We have reached, I would suppose, a period of complacency in the perception of the coming of Peak Oil. We are in a period where, as recent posts have shown, the promises of bountiful supply are built on increasingly tenuous propositions. Unfortunately, the evolving story of the mess that we are heading into is at a point where the critical aspects of the problem rate minor paragraphs in articles that largely talk about something else. And the potential of the fossil fuels that lie within shale have commentators drooling over the benefits that will come from this abundant resource. Unfortunately, within this euphoria there are sufficient concerns that need airing, since overall, the situation has not changed that much since the Hirsch Report was published, just over eight years ago.
The major Russian current development is taking place in the Yamal Peninsula, where the Bovanenkovo field, which came on stream last October had been projected to yield 4 Tcf by 2017, increasing 5 Tcf in the out years. Other adjacent fields, Kharasaveyskoye, Kruzensternskoye, Tambey and Nonoportskoye, were scheduled to follow in order to meet anticipated demand.
But those plans are now being scaled back. Russia has already lost some of their Chinese natural gas market to Turkmenistan, and now it can see that the US might take some of the European market. It cost $41 billion to develop Bovanenkovo, which made it “one of the most expensive industrial projects in the world.” Gazprom is cutting production by around 83% of capacity this year, and expects it may have to go lower. The natural follow-on to this will be a slowing of investment and development in Yamal, which also produces oil.

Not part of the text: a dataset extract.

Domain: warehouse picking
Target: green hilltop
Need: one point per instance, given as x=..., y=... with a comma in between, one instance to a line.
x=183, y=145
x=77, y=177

My concern is that in the current Western euphoria, if all the current plans and projections for alternative supplies and conservation fail, those who must invest to build the alternative infrastructure that will provide sufficient fuel will not be motivated to make those investments in a timely manner. If they do not, or have not, then we will still need the 20-years that Robert Hirsch and his committee projected, when we run out of that time. (That clock is ticking). Unfortunately, those whosing this song, like Cassandra, are less likely to be heard in this interval.